While enjoying a meal at the wedding, the woman began to feel a painful pressure in her chest that then spread to her arms. The sensation persisted for several hours, although the pain subsided enough that she opted to remain at the reception. The next day, chest pain, discomfort and general feelings of weakness prompted her to seek medical care.
What happened next: Emergency room physicians performed an ultrasound and detected abnormal activity in the patient’s left ventricle, the part of the heart that performs most of the organ’s pumping action. Some segments of the heart muscle were not contracting at all, and other segments had reduced contractions. The disruption was “moderate to severe,” doctors wrote in a report of the case.
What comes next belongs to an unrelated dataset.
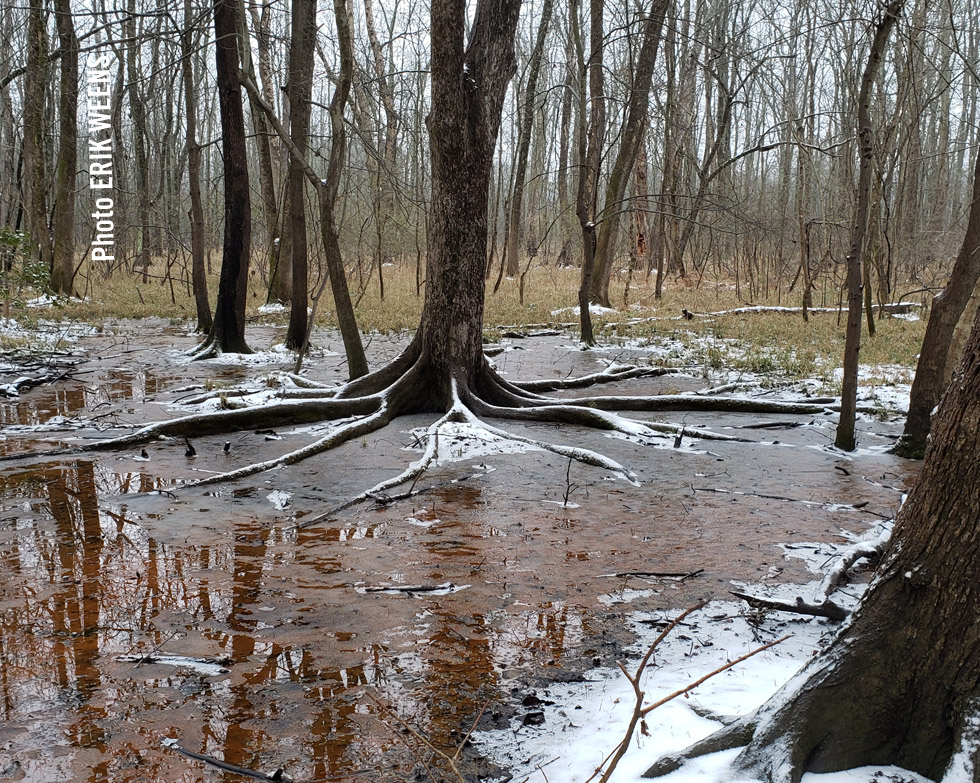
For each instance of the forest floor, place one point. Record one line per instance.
(136, 615)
The diagnosis: Doctors determined the woman was experiencing a condition called takotsubo cardiomyopathy, also known as “broken heart syndrome,” which produces symptoms that mimic a heart attack, such as chest pain and difficulty breathing. “Takotsubo” refers to a type of Japanese jar used to trap octopuses; the condition distorts the muscles of the left ventricle, making it look like a narrow-necked octopus-catching jar.
Treatment: The woman was given steroids and medications to lower blood pressure, including ACE inhibitors, which relax arteries and veins, and beta-blockers, which block the effects of stress hormones on the heart. Doctors sent her to a cardiac rehabilitation center. After a month, an echocardiogram showed that the patient’s heart activity had returned to normal.
What makes the case unique: Prior to this case, scientific studies had linked takotsubo cardiomyopathy to drug use, neurological illness, physical or emotional stress, and allergic reactions to certain foods. But this case had a cause that had never been recorded before: Minutes before symptoms developed, the woman had mistook wasabi for avocado and swallowed a teaspoon-sized dose.
This is the first example of broken heart syndrome linked to wasabi consumption. Although some of the compounds in wasabi may be beneficial to health, such as cancer-fighting compounds, ingesting an unusually large amount of wasabi may trigger an extreme stress response in the patient, which may interfere with normal heart function.